Erfahrungsbericht Ehemaliger Konsument über das Kiffen: "Cannabis wird total unterschätzt"

Protokoll: Elisabeth Hussendörfer
Die Meinungen über die Teillegalisierung von Cannabis gehen auseinander 
Die Meinungen über die Teillegalisierung von Cannabis gehen auseinander 
© KERMALO/REA / Laif
Der erfolgreiche YouTuber und Fitness-Influencer Tim Gabel berichtet, wie er durch einen Joint in eine schleichende Abwärtsspirale geriet, warum er eines Tages die Notbremse zog und wie er die Gefahren regelmäßigen Cannabis-Konsums heute bewertet  

Ich bin seit jeher  ein kontrollierter Mensch.
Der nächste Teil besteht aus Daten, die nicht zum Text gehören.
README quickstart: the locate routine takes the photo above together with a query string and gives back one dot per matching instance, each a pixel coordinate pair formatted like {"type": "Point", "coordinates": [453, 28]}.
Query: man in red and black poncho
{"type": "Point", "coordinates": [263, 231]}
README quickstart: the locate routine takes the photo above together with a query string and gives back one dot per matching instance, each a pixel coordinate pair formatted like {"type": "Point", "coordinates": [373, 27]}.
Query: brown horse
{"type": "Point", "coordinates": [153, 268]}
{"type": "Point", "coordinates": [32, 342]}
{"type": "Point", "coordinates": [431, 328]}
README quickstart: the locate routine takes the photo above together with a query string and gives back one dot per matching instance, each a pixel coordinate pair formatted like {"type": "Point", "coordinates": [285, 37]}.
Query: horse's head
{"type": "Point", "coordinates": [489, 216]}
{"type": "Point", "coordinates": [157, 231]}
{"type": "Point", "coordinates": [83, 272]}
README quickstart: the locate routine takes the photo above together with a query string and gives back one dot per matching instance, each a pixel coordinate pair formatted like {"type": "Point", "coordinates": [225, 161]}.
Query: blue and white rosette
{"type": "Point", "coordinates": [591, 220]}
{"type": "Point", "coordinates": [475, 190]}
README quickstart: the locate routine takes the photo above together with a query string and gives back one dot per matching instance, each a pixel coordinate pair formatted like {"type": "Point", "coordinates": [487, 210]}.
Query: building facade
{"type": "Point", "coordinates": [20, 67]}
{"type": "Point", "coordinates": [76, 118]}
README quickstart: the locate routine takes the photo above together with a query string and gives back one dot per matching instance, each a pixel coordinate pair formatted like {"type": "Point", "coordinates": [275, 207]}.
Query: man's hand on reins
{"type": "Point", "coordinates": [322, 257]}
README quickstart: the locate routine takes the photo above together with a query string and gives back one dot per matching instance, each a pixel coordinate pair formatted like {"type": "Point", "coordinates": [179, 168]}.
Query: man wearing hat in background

Mit 15 war ich jeden Tag im Fitnessstudio. Andere in meinem Alter gierten nach Fast Food, ich aß Früchte, Haferflocken und Reis. Ich habe nicht geraucht, keinen Alkohol getrunken, Süßigkeiten waren die Ausnahme. Als Fitness-Youtuber wäre ich mit einem nachlässigen Lifestyle nie so weit gekommen.

Bei einer New-York-Reise habe ich zum ersten Mal gekifft. Ich war 21 und mit Freunden unterwegs. Wir redeten stundenlang, liefen einfach durch die Straßen, das war in diesem Zustand unfassbar schön. Als hätte jemand auf den Lachknopf in meinem Hirn gedrückt. "Wie kriegst du das bloß hin, so diszipliniert zu sein?", war ich davor oft gefragt worden. Wie können die nur so locker mit ihrem Leben umgehen?, hatte ich andersrum gerätselt. Das Erlebte sollte in New York bleiben, nahm ich mir vor.

Ein Jahr später, nach der Trennung von meiner damaligen Freundin, kiffte ich erneut. Es war Sommer, jeden Abend traf ich mich jetzt mit Freunden im Park oder im Wald. Die Joints machten die Welt zu einer Wundertüte. Wieso wuchsen Blätter in diesem Winkel? War das bei allen Blättern gleich? Ich recherchierte und wälzte Bücher. Biologie, Physik. Nichts war mehr selbstverständlich. Begeistert begann ich alles zu hinterfragen. Auch beruflich, in meinen Videos, gab mir das einen Kreativitätsschub. Anfangs jedenfalls.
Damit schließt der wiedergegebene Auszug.